4. Targeting Immune Responses and Inflammation Pathways
MDS is associated with immune dysfunction. On one hand, the activated innate immune system leads to abnormal hematopoiesis and unbalanced cell death and proliferation by directly affecting cytokine levels and activity of inflammatory pathways and immune cells. On the other hand, the adaptive immune system is activated by the expansion of malignant MDS stem cells, resulting in suppressed hematopoiesis and escaping from tumor surveillance.

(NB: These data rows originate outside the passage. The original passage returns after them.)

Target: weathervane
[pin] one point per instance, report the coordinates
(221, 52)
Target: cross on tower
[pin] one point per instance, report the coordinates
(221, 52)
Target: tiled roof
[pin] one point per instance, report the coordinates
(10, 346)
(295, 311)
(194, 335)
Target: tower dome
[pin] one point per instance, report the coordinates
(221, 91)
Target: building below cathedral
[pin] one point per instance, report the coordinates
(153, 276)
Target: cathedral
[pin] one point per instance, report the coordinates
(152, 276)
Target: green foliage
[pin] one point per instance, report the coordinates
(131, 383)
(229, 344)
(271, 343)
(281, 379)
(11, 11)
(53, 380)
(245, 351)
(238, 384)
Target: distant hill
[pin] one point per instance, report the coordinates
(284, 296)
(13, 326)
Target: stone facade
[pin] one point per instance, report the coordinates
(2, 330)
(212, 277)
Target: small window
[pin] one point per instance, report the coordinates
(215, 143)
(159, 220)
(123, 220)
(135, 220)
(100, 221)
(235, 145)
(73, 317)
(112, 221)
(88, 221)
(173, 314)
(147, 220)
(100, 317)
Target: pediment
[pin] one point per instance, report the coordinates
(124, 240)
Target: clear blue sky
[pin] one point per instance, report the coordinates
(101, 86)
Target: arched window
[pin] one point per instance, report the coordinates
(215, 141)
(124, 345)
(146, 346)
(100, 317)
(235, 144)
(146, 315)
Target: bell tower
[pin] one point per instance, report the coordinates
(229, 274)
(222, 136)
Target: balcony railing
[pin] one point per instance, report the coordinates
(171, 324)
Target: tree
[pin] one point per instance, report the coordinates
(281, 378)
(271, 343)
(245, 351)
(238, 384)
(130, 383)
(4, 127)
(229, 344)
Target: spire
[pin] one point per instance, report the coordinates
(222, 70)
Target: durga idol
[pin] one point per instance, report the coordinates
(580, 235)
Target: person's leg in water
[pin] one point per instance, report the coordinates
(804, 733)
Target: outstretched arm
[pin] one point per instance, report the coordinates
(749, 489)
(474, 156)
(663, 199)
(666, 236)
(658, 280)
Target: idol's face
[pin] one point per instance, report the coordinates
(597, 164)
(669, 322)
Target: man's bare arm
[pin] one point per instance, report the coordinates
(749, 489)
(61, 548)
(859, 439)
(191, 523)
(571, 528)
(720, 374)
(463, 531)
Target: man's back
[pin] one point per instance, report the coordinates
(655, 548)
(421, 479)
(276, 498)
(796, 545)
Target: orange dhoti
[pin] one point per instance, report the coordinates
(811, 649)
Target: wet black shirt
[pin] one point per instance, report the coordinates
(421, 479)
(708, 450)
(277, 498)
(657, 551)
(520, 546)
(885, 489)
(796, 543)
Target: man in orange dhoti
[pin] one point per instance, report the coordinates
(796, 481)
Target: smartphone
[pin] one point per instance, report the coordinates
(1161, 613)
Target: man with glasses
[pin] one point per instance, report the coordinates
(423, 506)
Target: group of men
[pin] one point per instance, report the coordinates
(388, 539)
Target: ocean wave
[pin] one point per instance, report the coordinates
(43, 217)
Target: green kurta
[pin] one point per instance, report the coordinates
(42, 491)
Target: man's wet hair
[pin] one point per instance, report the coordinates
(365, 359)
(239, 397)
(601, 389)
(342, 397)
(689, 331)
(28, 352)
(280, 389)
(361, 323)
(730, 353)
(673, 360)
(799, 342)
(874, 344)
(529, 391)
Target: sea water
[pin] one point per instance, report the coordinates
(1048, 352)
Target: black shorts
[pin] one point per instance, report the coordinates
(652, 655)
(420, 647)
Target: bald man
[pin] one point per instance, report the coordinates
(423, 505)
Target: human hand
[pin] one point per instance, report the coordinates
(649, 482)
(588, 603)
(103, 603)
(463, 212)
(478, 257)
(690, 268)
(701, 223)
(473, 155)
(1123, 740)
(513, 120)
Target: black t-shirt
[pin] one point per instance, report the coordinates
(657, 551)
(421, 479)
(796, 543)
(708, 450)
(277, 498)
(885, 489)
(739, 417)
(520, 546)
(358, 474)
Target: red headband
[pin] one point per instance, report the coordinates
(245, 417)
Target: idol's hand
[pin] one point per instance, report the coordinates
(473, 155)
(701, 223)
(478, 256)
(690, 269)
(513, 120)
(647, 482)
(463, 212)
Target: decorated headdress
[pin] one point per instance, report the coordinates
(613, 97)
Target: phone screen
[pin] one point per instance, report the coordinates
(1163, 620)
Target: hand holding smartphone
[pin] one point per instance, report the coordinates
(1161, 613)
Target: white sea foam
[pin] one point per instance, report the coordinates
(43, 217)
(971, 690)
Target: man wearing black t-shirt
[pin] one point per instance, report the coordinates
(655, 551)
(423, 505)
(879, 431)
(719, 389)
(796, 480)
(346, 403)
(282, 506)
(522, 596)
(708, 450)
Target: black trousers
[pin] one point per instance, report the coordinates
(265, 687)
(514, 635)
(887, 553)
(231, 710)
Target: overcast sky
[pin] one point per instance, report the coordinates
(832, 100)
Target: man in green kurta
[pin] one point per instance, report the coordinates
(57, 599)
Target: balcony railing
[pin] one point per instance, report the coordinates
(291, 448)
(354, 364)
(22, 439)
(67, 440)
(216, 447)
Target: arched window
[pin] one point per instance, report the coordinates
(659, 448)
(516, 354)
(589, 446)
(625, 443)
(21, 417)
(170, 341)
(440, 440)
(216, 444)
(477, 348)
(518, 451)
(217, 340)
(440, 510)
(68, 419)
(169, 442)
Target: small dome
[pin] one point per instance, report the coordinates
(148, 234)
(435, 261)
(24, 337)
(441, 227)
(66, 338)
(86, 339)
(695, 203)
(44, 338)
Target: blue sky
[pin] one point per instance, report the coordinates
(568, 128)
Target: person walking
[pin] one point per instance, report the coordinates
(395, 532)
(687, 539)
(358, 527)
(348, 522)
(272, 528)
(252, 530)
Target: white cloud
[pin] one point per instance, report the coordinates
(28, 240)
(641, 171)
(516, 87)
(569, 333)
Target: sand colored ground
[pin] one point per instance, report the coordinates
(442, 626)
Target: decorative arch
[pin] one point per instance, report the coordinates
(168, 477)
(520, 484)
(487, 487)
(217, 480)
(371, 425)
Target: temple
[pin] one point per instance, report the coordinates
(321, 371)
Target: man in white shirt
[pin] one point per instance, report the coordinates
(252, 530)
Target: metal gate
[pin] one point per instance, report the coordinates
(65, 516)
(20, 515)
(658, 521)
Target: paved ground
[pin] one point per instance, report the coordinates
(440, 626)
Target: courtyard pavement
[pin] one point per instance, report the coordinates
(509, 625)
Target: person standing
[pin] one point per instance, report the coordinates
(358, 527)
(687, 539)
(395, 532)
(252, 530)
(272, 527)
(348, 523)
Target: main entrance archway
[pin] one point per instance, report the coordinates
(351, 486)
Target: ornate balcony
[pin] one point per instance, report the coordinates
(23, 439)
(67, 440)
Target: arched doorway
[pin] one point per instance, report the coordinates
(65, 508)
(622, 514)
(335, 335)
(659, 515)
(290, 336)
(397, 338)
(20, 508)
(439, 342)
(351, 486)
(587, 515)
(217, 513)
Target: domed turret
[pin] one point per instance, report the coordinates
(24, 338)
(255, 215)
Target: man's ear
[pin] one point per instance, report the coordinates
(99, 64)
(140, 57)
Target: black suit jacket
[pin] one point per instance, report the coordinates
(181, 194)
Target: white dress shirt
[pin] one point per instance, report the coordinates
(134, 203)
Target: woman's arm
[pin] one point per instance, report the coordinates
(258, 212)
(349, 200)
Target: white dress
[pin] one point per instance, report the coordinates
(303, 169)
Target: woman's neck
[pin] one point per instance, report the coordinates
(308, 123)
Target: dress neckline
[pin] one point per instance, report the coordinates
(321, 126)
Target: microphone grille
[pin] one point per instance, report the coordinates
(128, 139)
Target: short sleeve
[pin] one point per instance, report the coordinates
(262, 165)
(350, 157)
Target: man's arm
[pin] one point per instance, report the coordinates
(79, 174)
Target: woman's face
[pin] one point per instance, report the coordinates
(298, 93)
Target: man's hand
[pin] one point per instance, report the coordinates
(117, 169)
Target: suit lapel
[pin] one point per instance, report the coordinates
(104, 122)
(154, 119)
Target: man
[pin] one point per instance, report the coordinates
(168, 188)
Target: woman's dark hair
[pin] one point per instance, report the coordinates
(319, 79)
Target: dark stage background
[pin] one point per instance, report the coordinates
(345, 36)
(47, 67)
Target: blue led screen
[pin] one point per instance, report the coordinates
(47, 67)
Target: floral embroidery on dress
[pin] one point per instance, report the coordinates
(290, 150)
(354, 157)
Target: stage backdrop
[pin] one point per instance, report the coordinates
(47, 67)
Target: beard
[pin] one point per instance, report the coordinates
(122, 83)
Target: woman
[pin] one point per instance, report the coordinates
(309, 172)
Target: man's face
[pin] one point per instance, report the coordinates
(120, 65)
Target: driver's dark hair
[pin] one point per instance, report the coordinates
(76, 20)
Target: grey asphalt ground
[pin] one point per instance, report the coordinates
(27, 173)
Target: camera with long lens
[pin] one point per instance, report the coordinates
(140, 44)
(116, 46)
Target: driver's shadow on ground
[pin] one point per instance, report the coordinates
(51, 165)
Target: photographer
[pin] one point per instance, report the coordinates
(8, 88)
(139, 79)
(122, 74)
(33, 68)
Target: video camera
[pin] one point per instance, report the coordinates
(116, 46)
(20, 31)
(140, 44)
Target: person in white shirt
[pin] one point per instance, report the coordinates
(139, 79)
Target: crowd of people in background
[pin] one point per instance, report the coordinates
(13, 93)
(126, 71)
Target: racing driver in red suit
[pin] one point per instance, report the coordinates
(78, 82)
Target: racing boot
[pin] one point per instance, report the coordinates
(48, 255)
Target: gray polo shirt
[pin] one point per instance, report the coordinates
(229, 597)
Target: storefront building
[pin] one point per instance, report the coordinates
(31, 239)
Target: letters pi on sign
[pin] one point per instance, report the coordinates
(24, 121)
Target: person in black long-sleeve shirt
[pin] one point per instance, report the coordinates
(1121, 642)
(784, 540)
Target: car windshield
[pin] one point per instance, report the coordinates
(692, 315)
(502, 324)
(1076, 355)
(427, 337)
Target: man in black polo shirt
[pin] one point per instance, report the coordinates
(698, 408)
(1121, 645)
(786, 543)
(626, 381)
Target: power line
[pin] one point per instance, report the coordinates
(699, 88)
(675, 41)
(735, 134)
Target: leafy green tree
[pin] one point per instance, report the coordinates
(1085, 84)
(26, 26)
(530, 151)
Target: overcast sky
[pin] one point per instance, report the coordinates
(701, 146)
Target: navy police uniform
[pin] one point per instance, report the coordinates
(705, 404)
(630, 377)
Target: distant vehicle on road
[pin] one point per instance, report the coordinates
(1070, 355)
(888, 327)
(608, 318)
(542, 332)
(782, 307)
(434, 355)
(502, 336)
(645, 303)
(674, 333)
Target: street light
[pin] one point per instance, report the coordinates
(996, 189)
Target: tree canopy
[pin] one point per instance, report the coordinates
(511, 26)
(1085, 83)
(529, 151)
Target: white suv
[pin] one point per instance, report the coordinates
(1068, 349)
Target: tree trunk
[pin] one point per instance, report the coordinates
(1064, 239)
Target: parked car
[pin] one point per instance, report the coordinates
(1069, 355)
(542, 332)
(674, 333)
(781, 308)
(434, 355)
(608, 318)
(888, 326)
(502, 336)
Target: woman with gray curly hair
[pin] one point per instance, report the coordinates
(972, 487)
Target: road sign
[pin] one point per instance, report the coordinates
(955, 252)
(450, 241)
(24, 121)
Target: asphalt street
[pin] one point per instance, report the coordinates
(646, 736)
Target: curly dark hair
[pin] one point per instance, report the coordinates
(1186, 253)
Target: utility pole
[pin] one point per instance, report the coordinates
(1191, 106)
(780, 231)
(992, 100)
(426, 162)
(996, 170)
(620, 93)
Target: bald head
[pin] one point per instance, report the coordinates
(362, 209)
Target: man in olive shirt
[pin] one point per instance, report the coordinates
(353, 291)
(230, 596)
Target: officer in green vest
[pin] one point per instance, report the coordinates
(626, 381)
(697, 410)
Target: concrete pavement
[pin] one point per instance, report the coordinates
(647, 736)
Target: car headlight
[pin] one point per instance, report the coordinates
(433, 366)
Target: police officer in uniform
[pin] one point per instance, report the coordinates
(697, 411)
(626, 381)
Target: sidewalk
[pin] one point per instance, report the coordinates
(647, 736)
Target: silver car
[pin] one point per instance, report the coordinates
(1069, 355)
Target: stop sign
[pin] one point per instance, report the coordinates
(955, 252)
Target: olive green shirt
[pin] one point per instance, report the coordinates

Due to this correlation, several immuno-suppressive and -modulatory therapies have been examined in selected MDS patients. Of note, LR-MDS has stronger inflammatory and cytotoxic features than HR-MDS, which is associated with a more suppressive microenvironment
[62]. Moreover, the secretion profiles of cytokines are variable between different types of MDS; therefore, the treatment for each type of MDS, such as LR-MDS and HR-MDS, needs to be considered separately. For instance, the goal of treatment for LR-MDS is to correct peripheral cytopenia, whereas for patients with HR-MDS the primary target is the malignant clones
[63].
A few small molecules targeting proinflammatory cytokines have been tested for the treatment of MDS patients, especially in LR-MDS. Luspatercept binds to TGF superfamily ligands and suppresses SMAD2/3 signaling. It was approved by FDA and EMA for transfusion-dependent LR-MDS patients with RS and/or
SF3B1 mutation after treatment with erythropoiesis-stimulating agents, and showed higher response rates
[56][57][58][64][65][66]. For HR-MDS,
IRAK4-L promotes leukemogenesis through NF-κB signaling
[17][67] and a small molecule CA-4948 of oral IRAK4 inhibitor is currently evaluated in a phase 1 trial for HR-MDS and AML (NCT04278768)
[68]. Results from 14 patients with
SF3B1,
U2AF1, or
FLT3 mutations were promising. Out of five AML patients, two reached complete remission/complete remission with partial hematologic recovery (CR/CRh) (1 CR, 1 CRh), and out of seven patients with spliceosome-mutated HR-MDS, four reached marrow CR
[69]. The CA-4948 monotherapy was well tolerated and resulted in a reduction in bone marrow blasts in 89% of evaluated patients, and three patients with splicing factor mutations all achieved CR, and patients with objective responses also showed signs of hematologic recovery
[70]. CA-4948 not only inhibits IRAK4 but also suppress FLT3-ITD AML progression in in vitro and in vivo models. It has shown safety and activity in patients with relapsed or refractory Non-Hodgkin Lymphomas and is now evaluated in patients with HR-MDS and AML
[68].
In contrast, while many downstream splicing events have been reported to be altered due to splicing factor mutations in animal models and patient samples, including the important
EZH2 gene
[4][9], no gene other than
IRAK4 has been shown to be a potential target for therapeutic purpose. Due to the complex immune responses in MDS/AML patients, further investigations should explore the immune response landscapes to search for specific targets. Clinical evaluations of individual treatments for LR-MDS and HR-MDS require careful consideration in future studies.